Palermo, 7 intossicati dopo avere mangiato tonno: sono ricoverati in ospedale

Sette persone sono in diversi ospedali di Palermo intossicate dopo aver mangiato tonno rosso, uno è ricoverato in terapia intensiva

Sette persone sono state ricoverate in vari ospedali di Palermo dopo aver accusato sintomi di intossicazione alimentare in seguito al consumo di tonno rosso. Uno dei pazienti si trova nel reparto di Terapia intensiva dell’ospedale Villa Sofia, mentre gli altri sono tenuti sotto controllo nei pronto soccorso del Civico, dell’Ingrassia e del Policlinico. Tra le persone coinvolte, tre appartengono alla stessa famiglia. I carabinieri del Nas di Palermo, coordinati dal tenente colonnello Luigi Pacifico, hanno rintracciato la pescheria in cui sarebbe stato acquistato il tonno. L’esercizio commerciale, nella giornata precedente, avrebbe venduto più di 200 chili di tonno rosso regolarmente tracciato. I militari del Nucleo antisofisticazioni, insieme ai colleghi della stazione Olivuzza, hanno inoltre posto sotto sequestro un esemplare di tonno che stava per essere venduto.
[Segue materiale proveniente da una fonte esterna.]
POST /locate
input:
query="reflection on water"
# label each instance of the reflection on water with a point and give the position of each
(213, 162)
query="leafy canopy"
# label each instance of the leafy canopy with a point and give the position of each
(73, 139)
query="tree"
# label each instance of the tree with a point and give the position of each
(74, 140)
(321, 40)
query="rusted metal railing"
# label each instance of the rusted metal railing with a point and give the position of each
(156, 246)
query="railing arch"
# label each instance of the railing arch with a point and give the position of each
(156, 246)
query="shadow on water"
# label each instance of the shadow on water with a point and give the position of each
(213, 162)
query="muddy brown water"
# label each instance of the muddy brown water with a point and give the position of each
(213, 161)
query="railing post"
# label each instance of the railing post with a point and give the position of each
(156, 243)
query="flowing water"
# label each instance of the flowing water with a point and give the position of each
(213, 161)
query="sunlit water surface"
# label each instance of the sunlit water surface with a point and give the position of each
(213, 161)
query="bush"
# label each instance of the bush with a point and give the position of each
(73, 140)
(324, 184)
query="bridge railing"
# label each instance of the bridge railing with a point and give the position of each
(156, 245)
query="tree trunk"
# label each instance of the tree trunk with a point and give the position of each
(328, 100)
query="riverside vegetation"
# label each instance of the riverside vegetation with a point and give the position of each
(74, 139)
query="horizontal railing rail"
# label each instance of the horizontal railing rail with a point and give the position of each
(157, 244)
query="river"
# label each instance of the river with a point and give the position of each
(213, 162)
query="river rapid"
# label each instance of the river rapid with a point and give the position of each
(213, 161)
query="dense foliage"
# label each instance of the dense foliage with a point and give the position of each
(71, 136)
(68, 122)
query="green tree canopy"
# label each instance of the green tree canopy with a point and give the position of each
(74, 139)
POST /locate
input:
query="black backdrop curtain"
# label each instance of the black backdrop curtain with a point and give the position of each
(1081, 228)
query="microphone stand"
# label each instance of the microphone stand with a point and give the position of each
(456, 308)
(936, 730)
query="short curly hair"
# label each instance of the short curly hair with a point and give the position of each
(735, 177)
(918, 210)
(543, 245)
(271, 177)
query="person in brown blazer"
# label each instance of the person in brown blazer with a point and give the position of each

Dopo aver mangiato il pesce, i consumatori hanno iniziato a manifestare nausea e altri disturbi compatibili con un’intossicazione, tanto da recarsi al pronto soccorso. Gli accertamenti puntano a verificare l’eventuale presenza di quantità elevate di istamina, una sostanza tossica che può formarsi durante la degradazione delle carni del tonno e che, se assunta in dosi alte, può provocare la cosiddetta sindrome sgombroide. I suoi effetti possono ricordare quelli di una comune reazione allergica.